Proof by Application

Our first tool for proving non-trivial theorems will be applying functions to both sides of an equality. For this, we will use the function Equal.apply, which takes an equality (Equal) and a function, and applies this function to both sides of the equality, generating a new equality.

For example:

Example_apply (n: Nat) (m: Nat) (e: Equal Nat m n) : Equal Nat (Nat.succ m) (Nat.succ n)
Example_apply n m e = ?

What do we have here? We have a proof that takes another proof/equality as argument. This means that we will carry out our proof assuming that the proof given as argument is also true.

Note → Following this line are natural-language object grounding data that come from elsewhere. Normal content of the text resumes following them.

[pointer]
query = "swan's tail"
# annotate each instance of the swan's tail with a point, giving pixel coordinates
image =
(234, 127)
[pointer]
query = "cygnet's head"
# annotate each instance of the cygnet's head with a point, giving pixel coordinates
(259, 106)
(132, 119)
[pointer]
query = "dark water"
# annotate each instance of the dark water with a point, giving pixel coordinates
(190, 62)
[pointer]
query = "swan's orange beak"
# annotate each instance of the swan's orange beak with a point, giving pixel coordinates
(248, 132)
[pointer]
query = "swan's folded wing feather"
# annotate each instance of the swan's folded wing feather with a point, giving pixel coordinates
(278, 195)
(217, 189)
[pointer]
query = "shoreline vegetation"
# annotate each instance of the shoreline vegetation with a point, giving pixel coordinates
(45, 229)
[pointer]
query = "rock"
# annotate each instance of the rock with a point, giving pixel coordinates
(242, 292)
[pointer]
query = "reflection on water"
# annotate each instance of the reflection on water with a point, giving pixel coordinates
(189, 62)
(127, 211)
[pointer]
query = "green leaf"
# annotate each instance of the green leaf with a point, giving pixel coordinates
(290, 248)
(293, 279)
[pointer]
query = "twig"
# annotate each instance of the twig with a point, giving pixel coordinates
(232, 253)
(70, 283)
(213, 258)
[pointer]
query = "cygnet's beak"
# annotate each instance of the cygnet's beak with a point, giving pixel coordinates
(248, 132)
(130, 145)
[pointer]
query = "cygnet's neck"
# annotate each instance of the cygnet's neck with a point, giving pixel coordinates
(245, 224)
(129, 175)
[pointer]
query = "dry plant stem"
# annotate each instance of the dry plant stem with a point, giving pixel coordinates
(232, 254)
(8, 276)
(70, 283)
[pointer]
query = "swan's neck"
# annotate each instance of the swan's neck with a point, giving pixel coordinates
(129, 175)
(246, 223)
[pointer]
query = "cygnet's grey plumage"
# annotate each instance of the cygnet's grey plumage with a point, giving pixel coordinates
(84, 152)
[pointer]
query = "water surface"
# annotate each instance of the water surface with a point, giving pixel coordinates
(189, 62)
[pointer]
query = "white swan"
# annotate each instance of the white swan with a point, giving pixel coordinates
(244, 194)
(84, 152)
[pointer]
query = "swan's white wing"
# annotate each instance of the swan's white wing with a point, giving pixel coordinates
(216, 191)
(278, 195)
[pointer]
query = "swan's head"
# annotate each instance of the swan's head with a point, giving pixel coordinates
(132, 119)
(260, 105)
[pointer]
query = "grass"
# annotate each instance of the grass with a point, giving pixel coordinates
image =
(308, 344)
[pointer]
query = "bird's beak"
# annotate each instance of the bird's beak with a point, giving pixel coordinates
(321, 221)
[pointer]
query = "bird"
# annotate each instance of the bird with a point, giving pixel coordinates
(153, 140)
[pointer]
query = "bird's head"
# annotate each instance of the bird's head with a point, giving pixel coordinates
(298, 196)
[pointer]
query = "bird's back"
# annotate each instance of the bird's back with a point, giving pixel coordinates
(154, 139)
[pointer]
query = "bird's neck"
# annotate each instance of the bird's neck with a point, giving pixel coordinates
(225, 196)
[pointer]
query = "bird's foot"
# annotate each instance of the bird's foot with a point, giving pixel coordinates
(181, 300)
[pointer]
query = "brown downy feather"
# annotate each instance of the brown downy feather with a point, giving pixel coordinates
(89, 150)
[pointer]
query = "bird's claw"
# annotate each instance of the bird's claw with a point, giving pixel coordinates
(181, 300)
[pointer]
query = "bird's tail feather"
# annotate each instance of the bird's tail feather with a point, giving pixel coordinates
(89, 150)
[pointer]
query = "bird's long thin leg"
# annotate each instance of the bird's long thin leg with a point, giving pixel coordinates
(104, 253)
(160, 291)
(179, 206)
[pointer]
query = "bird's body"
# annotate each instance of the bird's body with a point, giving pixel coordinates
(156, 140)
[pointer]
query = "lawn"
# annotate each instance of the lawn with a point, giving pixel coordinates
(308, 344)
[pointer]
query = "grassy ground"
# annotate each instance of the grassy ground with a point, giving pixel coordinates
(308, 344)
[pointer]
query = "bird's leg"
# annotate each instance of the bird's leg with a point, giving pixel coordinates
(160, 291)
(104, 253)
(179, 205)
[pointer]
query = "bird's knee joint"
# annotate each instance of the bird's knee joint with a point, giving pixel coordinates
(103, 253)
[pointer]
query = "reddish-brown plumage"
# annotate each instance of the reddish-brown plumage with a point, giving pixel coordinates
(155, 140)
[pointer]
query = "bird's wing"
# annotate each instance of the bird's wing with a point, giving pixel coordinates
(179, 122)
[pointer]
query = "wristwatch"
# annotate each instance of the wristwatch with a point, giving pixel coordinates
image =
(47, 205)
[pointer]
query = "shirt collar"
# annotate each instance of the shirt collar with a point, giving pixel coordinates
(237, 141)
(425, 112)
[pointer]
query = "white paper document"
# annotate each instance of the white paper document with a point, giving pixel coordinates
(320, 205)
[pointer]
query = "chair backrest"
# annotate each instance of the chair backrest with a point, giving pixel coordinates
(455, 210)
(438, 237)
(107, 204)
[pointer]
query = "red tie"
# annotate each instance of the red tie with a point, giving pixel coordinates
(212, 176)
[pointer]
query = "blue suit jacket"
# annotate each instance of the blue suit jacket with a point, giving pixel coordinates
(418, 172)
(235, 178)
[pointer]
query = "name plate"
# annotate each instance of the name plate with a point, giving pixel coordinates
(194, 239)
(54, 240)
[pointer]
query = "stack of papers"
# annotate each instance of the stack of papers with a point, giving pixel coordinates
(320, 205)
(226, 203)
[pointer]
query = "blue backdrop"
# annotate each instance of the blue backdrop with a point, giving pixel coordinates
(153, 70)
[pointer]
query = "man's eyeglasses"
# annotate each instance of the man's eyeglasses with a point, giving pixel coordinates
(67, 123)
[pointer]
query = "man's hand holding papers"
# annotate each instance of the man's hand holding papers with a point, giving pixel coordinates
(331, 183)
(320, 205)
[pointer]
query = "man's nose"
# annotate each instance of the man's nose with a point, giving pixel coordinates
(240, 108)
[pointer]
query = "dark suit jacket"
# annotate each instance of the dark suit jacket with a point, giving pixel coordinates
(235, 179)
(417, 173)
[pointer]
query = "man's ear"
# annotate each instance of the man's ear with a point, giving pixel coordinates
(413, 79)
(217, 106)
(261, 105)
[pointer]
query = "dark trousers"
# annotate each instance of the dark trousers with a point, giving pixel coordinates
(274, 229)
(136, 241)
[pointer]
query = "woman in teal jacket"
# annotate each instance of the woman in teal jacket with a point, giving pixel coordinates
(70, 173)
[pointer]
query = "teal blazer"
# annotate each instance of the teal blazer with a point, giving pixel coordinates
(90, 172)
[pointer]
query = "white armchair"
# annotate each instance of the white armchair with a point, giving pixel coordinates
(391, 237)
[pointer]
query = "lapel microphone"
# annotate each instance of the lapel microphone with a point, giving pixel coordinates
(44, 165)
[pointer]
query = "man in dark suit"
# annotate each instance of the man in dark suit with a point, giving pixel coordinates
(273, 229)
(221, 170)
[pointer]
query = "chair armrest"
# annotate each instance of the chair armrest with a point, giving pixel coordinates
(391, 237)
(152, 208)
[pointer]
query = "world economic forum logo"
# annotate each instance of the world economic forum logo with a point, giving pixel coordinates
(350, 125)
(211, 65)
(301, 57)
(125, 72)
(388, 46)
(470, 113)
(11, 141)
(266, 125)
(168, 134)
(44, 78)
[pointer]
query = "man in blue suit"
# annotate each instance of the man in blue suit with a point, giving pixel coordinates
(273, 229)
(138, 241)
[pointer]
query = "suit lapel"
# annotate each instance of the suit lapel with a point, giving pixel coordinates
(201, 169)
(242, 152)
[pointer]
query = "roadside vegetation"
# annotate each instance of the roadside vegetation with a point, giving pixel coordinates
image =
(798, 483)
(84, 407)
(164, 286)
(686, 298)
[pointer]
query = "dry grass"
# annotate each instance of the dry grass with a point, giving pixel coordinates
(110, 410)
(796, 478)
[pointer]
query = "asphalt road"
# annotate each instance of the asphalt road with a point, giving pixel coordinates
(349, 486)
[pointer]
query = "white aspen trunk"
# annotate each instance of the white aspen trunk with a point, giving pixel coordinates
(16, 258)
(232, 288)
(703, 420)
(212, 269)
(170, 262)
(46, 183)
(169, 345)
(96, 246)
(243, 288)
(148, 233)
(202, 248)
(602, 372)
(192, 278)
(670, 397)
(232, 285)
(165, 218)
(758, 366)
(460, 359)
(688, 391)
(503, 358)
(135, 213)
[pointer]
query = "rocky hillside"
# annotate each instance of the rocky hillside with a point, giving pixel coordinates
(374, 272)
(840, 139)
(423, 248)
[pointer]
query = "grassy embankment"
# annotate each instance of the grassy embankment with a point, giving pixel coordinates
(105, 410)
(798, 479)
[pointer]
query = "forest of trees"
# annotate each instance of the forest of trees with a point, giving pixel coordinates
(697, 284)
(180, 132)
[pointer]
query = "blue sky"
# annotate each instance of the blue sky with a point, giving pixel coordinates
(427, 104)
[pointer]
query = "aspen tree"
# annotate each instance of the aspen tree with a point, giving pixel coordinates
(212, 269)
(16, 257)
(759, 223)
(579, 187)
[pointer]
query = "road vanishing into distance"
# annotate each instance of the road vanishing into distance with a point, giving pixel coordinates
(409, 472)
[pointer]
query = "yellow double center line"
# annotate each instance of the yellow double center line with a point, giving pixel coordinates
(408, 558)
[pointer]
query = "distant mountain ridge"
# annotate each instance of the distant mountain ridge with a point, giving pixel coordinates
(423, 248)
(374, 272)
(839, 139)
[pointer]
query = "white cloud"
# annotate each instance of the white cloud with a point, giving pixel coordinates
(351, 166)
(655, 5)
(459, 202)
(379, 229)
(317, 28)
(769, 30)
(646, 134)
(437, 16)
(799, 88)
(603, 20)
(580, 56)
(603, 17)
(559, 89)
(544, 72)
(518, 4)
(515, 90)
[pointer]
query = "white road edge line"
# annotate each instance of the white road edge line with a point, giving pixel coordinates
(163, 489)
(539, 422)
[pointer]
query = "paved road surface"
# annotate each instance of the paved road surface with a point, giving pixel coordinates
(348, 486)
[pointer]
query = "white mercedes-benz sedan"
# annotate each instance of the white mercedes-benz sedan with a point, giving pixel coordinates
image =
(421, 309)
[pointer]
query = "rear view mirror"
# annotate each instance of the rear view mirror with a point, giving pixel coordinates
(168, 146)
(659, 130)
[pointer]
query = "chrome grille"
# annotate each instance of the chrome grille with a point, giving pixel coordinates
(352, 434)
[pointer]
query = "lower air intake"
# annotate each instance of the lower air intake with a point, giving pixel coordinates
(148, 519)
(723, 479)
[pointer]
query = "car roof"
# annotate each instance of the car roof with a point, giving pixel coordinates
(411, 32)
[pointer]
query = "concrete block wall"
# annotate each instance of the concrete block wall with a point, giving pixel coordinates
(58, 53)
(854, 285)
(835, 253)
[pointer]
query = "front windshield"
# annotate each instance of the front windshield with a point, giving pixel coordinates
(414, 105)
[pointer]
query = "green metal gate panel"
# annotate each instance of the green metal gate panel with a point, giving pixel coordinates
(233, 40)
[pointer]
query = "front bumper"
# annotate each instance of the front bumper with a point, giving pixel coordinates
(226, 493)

So, reading the statement of the proof, we have: "Given two naturals, m and n, and a proof that they are equal, prove that Nat.succ m and Nat.succ n are also equal".

We learned in our math classes that applying a function to both sides of an equality preserves the equality (x/2 = 3 -> 2x/2 = 23), and we can see that to prove what we want, we need to apply the function Nat.succ to both sides of e, using Equal.apply.

+ INFO  Inspection.

  • Expected: (Equal Nat (Nat.succ m) (Nat.succ n)) 

  • Context: 
  •   n : Nat 
  •   m : Nat 
  •   e : (Equal Nat m n) 

  Example_apply n m e = ?
                        ┬
                        └Here!

How does Equal.apply work: It takes as first argument the function to be applied to both sides, and as second argument the equality to which to apply the function. If you didn't understand the passage of the argument function (x => Nat.succ x), it is what we call a lambda function, and is also known as an anonymous function. Lambda functions are identified by their arrow =>, where on the left side of the arrow is the name of the function argument - use any name you want - and on the right side is the body of the function: what it returns. Our current lambda function is a function that takes any x and returns Nat.succ x.

We can see the result of this by check the file:

+ INFO  Inspection.

  • Expected: (Equal Nat (Nat.succ m) (Nat.succ n)) 

  • Context: 
  •   n : Nat 
  •   m : Nat 
  •   e       : (Equal Nat m n) 
  •   e_apply : (Equal Nat (Nat.succ m) (Nat.succ n)) 
  •   e_apply = (Equal.apply Nat Nat m n (x => (Nat.succ x)) e) 

  let e_apply = Equal.apply (x => Nat.succ x) e
      ?
      ┬
      └Here!

As e_apply is an equality of type Equal Nat (Nat.succ m) (Nat.succ n), the proof we are looking for is simply to return it, and we will have concluded our proof.

Example_apply (n: Nat) (m: Nat) (e: Equal Nat m n) : Equal Nat (Nat.succ m) (Nat.succ n)
Example_apply n m e =
  let e_apply = Equal.apply (x => Nat.succ x) e
  e_apply

  All terms checked.